U.S. Senator Richard Blumenthal has called out deceptive ticketing practices by Ticketmaster during the recent Taylor Swift tour ticket sale.

Dave J Hogan/Getty Imges for MTV and AP Photo/Jessica Hill

We don’t know for sure if U.S. Sen. Richard Blumenthal, D-Conn., was hoping to score some Taylor Swift concert tickets, but Bruce Springsteen is planning to go to at least one gig.

Springsteen told Jimmy Fallon on “The Tonight Show” that “my daughter is going to make sure that I will be at the Taylor Swift show.”

He also said Swift is “welcome on E Street any time,” referring to his upcoming tour with his E Street Band.

Concert venues have been less welcoming to many Swift fans, who saw Ticketmaster’s website crash during the presale, followed by resale prices for a single ticket listed on StubHub for as high as $21,600.

Yes, that comma is in the right place.

Swift cancelled public sale of the remaining tickets Thursday. 

Blumenthal responded to the outrage over Swift ticket availability this week by tweeting a reminder that he’s been suspicious of Ticketmaster since he was attorney general in Connecticut.

“Ticketmaster — I knew you were trouble back in 2009 when I asked questions about your ticketing practices as AG. Long story short, your anti-competitive behavior has been no love story for Taylor Swift concertgoers,” he wrote.

He attached a Feb. 5, 2009 news release about his investigation into inflated resale prices for Springsteen tickets.
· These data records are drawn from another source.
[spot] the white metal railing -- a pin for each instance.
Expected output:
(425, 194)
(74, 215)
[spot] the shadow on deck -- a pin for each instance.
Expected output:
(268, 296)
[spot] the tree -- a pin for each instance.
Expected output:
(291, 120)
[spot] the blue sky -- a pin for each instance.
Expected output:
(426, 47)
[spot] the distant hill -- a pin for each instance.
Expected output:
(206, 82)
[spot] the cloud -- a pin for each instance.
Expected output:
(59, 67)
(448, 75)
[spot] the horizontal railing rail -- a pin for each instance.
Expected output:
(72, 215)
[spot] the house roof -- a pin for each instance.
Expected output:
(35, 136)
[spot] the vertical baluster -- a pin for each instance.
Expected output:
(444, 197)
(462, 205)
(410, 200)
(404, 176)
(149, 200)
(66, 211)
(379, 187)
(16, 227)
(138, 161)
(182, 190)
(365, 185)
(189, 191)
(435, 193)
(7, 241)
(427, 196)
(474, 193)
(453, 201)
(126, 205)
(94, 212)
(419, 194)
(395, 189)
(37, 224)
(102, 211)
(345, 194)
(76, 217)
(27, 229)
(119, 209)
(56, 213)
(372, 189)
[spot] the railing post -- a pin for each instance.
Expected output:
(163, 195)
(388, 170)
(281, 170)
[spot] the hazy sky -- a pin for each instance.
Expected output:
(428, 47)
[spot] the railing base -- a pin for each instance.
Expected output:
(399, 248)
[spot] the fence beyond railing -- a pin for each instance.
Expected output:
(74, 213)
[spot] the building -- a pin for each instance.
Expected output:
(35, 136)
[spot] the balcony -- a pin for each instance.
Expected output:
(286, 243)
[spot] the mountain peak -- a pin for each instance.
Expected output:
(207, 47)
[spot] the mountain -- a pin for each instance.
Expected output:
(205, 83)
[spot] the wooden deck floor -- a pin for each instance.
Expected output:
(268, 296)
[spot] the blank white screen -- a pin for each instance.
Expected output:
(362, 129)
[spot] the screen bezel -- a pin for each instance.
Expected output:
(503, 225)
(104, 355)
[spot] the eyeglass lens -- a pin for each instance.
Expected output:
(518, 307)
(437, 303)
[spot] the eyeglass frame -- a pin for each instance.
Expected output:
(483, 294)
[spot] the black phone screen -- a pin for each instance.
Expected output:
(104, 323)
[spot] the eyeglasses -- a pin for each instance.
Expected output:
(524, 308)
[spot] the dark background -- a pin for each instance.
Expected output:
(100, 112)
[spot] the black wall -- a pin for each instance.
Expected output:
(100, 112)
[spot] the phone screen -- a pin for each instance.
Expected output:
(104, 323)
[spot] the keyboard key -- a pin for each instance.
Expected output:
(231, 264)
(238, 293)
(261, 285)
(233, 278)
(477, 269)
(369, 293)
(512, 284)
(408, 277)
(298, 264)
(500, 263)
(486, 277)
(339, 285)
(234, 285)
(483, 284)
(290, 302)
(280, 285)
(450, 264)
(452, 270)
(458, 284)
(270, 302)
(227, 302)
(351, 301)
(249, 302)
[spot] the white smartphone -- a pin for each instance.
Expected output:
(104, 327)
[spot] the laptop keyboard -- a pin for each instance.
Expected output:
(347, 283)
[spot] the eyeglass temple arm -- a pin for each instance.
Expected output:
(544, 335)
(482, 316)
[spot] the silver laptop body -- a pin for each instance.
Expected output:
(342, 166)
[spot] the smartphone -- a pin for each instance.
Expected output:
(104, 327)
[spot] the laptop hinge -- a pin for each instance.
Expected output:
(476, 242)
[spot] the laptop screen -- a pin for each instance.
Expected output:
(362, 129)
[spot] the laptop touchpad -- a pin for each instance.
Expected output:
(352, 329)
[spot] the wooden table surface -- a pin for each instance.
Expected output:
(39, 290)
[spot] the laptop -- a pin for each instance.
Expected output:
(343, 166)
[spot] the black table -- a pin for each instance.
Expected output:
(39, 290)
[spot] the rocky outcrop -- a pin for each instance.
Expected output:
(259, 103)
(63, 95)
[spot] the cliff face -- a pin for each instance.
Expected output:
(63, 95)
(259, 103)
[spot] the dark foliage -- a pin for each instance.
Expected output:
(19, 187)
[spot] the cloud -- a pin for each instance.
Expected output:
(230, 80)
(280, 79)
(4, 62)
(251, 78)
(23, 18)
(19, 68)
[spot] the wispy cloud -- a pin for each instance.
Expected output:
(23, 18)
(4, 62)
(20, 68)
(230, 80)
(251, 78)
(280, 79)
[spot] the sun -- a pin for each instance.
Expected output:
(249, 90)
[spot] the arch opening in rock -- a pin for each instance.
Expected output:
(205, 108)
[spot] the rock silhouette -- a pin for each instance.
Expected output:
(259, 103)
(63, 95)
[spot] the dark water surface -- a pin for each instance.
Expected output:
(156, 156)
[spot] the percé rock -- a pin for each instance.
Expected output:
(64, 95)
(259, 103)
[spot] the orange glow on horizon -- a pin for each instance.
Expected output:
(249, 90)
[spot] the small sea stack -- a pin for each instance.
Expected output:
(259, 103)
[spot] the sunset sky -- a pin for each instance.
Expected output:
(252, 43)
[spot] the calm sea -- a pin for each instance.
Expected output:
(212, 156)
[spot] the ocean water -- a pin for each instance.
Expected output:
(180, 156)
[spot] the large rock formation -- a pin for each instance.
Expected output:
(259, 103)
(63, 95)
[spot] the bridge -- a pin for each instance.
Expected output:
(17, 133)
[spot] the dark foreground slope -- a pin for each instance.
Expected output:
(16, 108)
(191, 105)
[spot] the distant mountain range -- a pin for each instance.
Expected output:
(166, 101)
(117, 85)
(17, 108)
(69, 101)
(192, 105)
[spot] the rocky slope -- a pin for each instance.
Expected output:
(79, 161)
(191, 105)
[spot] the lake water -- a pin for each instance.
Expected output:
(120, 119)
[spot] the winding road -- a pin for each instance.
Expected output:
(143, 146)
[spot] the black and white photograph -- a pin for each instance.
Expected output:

The only thing more awkward than his references to the artist’s lyrics (he wedged in “Glory Days” in the ’09 release), is the reality that things have only gotten worse over the years.

As a U.S. senator, Blumenthal has a bigger audience these days, along with others who have stepped up to join him on the chorus. U.S. Sen. Amy Klobuchar, D-Minn., who chairs a subcommittee on antitrust issues, wrote directly to Live Nation Chief Executive Michael Rapino to challenge their business model.

Has technology been upgraded to handle demand? she asked.

What percentage of tickets are reserved for presales?

U.S. Rep. Alexandria Ocasio-Cortez, D-N.Y., called for the merger between Ticketmaster and promoter Live Nation to be dismantled. Notably, that union was approved by the Justice Department in 2010, a year after Blumenthal called for an investigation into the possibility of a merger.

One of the problems with the issue is that the outcry rises when a major artist goes on tour, then falls like an audience’s applause, only to be forgotten until another icon comes to town.

There probably isn’t any a more popular performer in America than Swift right now, so Blumenthal & Co. should not let the moment pass.

Some artists have been thwarted in attempts to resist the ticket agency. Pearl Jam famously boycotted Ticketmaster in the mid-1990s, but eventually returned to the fold

Even if the monopoly cannot be severed, there’s plenty of work to be done to improve the process. So called “convenience” fees rendered by Ticketmaster are out of control, particularly given that fans typically print out tickets at home or simply use their phones for admission. And though bots are illegal, ticket brokers keep finding ways to use them to bypass the system.

Getting more artists on board couldn’t hurt either. Everything would probably change if Springsteen and Swift had to endure the process of going through Ticketmaster to buy tickets to see each other on stage.